Freedom Park
The vision of Freedom Park is linked to the phenomenon of the flowing time. It is an attempt to embody in architecture the historical continuum of the nation.
The ascending verticality of the project on the summit of Salvokop Hill outside Pretoria, takes its place amongst other landmarks to the south of the city and balances the horizontal presence of Sir Herbert Read’s Union Buildings to the north. The prominent site, gives Freedom Park the opportunity to transform the skyline of the city as a new landmark, and propose itself as a beacon of the struggle for the ideal of the equality of all peoples throughout the world.
Surrounded by indigenous sugarbush trees at the end of the spiral path, the Witness Memorial crowns the hill. Designed as a hollowed-out tree trunk, it is inspired by the African tradition of carving a grave from within the trunk of a Baobab tree as an honorific grave. Since baobabs leave for hundred of years, these grave-trees, pregnant with corpses of loved people, become living monuments to their memory. The Memorial is 30 meters high, 20 meters in diameter and open to the elements through a 5-meter wide oculus.
The wall of the Memorial is punctured with openings containing portrait-like etched-glass likenesses of the martyrs of the struggle against Apartheid. During the day, sunlight projects a moving array of martyr’s faces onto the wall surfaces of the interior. At night, the memorial, illuminated from within, becomes a glowing beacon on the skyline. Constructed with local brick masonry and whitewashed on the interior, the Memorial aims to give presence to the sacrifice made by the martyrs by way of simple architectural form and the nobility of elementary materials.
The first three levels of the Museum operate relatively independently of the rest of the building, allowing for open and flexible use of these facilities during Museum off hours. A ramp connects the Auditorium and Museum Lobbies and continues on the third level to the Temporary Exhibition Gallery providing flexibility of programmatic use to accommodate exhibitions, cultural, and fundraising events.
A terrace at the lower entry level provides a platform for outdoor dining or can be used as exterior Performance Space. At the Museum Lobby level, space has been allocated for a Museum Shop and Bookstore, the Museum Library and Archive, and a South African Arts and Crafts Store.
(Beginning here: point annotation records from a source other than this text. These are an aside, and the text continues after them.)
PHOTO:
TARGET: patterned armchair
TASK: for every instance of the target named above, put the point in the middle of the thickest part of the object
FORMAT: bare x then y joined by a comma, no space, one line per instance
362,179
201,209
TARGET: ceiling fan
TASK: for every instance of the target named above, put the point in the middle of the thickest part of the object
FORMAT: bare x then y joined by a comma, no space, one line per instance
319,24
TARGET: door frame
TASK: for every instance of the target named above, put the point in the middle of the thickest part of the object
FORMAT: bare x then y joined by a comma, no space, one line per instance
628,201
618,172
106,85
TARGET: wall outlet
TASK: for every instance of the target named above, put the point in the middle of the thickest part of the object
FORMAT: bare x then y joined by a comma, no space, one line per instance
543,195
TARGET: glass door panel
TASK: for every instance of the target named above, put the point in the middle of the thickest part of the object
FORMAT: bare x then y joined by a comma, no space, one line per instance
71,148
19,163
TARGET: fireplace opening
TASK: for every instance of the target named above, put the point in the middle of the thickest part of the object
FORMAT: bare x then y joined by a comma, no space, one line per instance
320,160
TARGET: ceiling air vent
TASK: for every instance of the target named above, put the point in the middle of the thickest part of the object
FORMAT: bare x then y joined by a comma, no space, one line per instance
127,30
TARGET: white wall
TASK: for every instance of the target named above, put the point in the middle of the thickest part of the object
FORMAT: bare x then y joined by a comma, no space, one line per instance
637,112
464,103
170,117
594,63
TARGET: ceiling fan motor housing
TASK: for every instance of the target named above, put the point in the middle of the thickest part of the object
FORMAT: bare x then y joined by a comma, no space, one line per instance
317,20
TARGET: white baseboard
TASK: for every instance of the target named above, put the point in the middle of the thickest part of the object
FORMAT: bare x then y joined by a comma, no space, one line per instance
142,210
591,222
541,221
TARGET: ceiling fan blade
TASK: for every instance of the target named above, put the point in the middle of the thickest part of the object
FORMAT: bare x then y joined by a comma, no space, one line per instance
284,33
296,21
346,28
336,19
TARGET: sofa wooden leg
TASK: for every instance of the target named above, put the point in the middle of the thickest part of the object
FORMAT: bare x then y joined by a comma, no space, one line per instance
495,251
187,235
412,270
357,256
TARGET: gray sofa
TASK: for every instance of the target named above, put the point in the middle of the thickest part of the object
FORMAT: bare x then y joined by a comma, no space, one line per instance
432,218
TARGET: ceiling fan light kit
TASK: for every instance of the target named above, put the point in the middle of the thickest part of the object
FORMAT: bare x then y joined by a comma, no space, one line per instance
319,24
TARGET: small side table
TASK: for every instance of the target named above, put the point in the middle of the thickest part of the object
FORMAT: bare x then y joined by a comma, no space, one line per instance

The Freedom Park Museum aspires to create an educational experience brought about by a “summoning of all the senses.” The chiaroscuro of light played out on the plastered walls of the galleries, the ramps reminding bodies of their weight as they move through space, and the curved surface of the cavernous interior, subtly invoke a spiritual transcendence only understood with the whole body.
The building is configured as four soaring “trunks” containing ten galleries organized in chronologically, from South Africa’s prehistory on the fourth level of the museum to the moment of liberation from Apartheid in the Freedom Gallery on the top floor.
The height of each level is determined by the development of the ramps that connect them, unfolding at the perimeter of the galleries. One of the “trunks” is dedicated to stairs and elevators, while the other three contain the galleries. As one moves from a gallery in “truck A,” let’s say, to a gallery in “trunk B,” the ramp used unfolds in the space of a gallery in “trunk C,” seen as “inaccessible” below. This organization in three defines a spatial rhythm that gives structure to the movement though galleries in an experience of expectation, memory and desire.
The thermal mass of the masonry building and the high diurnal temperature swing in Pretoria make a good combination for the use of passive cooling in the Freedom Park Museum. Daily temperature swings of up to 23ºF are typical of the summer months, and this swing allows the "coolth" from the night to be stored in the building’s mass and distributed throughout the building the next day moving in the cavity of the double wall that encloses the entire building.
The structure of the Freedom Park Museum is a double wall of masonry and concrete. The inner conical wall is a made of reinforced concrete and load-bearing brick masonry. The outer wall is self-supporting and is made of two wythes of brick sandwiching a 10 cm wide lightly-reinforced concrete-filled cavity.